October 13, 2018 at 5:00 pm - 6:30 pm

A Brattleboro Literary Festival Special Event

Short story readings, hosted by Tim Weed.

In a short story, each paragraph, sentence, and word is more important than they would be inside a large novel. Short stories are precise with their delivery, they must capture the attention of the reader quickly, and tell a full tale from beginning to end in a short time. Join us again for an evening of short-story readings with six of the festival’s most entertaining readers and writers.

Our 2018 Short Story Readings authors are Joan Silber, Sigrid Nunez, Dariel Suarez, Noy Holland and Ben Marcus.

Cash bar, Beer, wine, sparkling water 


Noy Holland’s latest work is I Was Trying to Describe What It Feels Like: New and Selected Stories, out now from Counterpoint Press. Other collections of short fiction and novellas include Swim for the Little One First (FC2), What Begins with Bird (FC2), and The Spectacle of the Body (Knopf).  She has taught for many years in the MFA Program for Poets and Writers at the University of Massachusetts and serves on the board of directors at Fiction Collective Two.

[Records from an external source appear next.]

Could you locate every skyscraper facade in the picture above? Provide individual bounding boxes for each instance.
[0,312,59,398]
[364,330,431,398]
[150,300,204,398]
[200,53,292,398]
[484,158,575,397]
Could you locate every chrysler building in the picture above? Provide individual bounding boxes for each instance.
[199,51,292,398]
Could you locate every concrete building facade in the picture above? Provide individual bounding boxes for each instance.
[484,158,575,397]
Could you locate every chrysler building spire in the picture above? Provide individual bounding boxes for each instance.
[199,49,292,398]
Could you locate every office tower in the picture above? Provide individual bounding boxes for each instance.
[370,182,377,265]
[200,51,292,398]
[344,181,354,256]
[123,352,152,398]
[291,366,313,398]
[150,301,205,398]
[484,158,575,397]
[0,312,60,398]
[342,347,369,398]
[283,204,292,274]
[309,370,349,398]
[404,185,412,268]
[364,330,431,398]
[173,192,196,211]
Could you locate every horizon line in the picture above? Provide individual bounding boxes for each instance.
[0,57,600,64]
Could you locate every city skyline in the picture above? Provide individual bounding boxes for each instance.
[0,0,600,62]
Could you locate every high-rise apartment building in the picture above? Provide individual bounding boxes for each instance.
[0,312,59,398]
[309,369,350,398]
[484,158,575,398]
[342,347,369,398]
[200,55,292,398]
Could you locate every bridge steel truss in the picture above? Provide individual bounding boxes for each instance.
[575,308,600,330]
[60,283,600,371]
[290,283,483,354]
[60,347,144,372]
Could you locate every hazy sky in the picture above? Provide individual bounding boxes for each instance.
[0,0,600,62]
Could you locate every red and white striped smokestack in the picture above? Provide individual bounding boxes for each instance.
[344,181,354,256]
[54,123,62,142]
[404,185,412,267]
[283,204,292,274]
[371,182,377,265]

Ben Marcus is the author of six books of fiction including The Flame Alphabet, Leaving the Sea, and his new book, Notes from the Fog. His stories, essays, and reviews have appeared in Harper’s, The New Yorker, Granta, Tin House, The Paris Review, The Believer, and elsewhere.

Sigrid Nunez has published seven novels, including A Feather on the Breath of God, The Last of Her Kind, Salvation City, and, most recently, The Friend. Her work has appeared in several anthologies, including four Pushcart Prize volumes and four volumes of Asian American literature. She lives in New York City.

Joan Silber is the author of eight books of fiction. The most recent, Improvement, is the winner of the 2018 PEN/Faulkner Award for Fiction and the National Book Critics Circle Award for Fiction. She received the PEN/Malamud Award for Excellence in the Short Story and her short fiction has been chosen for the O. Henry Prize, Pushcart Prize, and Best American Short Stories. She lives in New York and teaches at Sarah Lawrence College.

Dariel Suarez was born and raised in Havana, Cuba. He immigrated to the United States with his family in 1997, during the island’s economic crisis known as The Special Period. Dariel’s story collection, A Kind of Solitude, was selected as the winner of the 2017 Spokane Short Fiction Prize and is forthcoming from Willow Springs Books in fall of 2018.

Tim Weed’s short fiction collection, A Field Guide to Murder & Fly Fishing (2017), was shortlisted for the International Book Awards, the New Rivers Press Many Voices Project, the Autumn House Press Fiction Prize, and the Lewis-Clark Press Discovery Award. Tim teaches writing at Grub Street in Boston and in the MFA Writing program at Western Connecticut State University, and he is the co-founder of the Cuba Writers Program.